Comme si les mots pouvaient remplacer les faits, Anne Hidalgo répète que Paris est «plus beau que jamais » depuis qu’elle s’évertue a le défigurer. Mais elle aime aussi mettre partout son grain de sel : sur la politique nationale et internationale, sur l’Europe, la jeunesse, les femmes, le climat, et tous autres sujets qu’elle commente depuis son bureau du 4e arrondissement. Le soutien affiché de la mairie de Paris au mouvement contre la réforme des retraites – et son indifférence aux empilements d’immondices – fut la dernière manifestation de ce comportement récurrent qui finit par s’apparenter à un détournement de mission. Car un maire, me semble-t-il, devrait d’abord déployer ses efforts pour rendre la cité agréable à ses habitants, favoriser leur vie quotidienne, leurs déplacements, leurs loisirs… Autant de tâches dérisoires pour la présidente du conseil municipal qui utilise Paris comme un outil de communication politique et instrumentalise les Parisiens au service de ses visions, y compris à leur propre détriment.

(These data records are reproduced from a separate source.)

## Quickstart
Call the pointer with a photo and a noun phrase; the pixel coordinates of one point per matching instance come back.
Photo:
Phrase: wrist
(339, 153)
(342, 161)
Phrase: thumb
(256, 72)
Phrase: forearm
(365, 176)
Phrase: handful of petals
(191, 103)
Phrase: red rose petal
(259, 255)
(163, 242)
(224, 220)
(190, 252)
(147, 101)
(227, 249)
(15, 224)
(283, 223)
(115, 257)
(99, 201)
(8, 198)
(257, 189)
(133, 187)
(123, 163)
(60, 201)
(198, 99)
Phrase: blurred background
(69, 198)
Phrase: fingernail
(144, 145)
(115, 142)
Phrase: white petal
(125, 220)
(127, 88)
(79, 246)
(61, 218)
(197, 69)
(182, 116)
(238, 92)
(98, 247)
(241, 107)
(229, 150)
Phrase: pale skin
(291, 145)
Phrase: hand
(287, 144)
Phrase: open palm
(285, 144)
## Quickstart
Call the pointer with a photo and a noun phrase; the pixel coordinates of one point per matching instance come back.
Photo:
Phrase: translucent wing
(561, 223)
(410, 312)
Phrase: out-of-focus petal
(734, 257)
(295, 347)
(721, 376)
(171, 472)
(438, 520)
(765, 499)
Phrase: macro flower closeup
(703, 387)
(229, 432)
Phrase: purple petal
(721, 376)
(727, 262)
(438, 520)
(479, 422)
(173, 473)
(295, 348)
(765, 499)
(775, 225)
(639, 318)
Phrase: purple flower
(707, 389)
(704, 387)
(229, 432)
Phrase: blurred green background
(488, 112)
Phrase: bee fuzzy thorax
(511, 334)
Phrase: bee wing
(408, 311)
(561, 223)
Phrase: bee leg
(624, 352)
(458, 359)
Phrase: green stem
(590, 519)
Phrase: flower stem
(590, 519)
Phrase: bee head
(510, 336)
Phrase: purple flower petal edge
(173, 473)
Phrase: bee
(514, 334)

On se rappelle comment, dès le début de son premier mandat, Anne Hidalgo décida subitement de fermer le dernier tronçon des voies sur berges malgré une décision contraire de la justice. Cette disposition approuvée par beaucoup, mais pas unanimement (ce tronçon désengorgeait le centre de Paris), n’était toutefois que la première d’une série d’annonces par lesquelles la mairie se fixait désormais pour objectif non seulement d’administrer la ville mais de sauver la planète : une priorité imposée à tous les citoyens, quitte à bousculer leur mode de vie et à ruiner la municipalité par d’incessants travaux.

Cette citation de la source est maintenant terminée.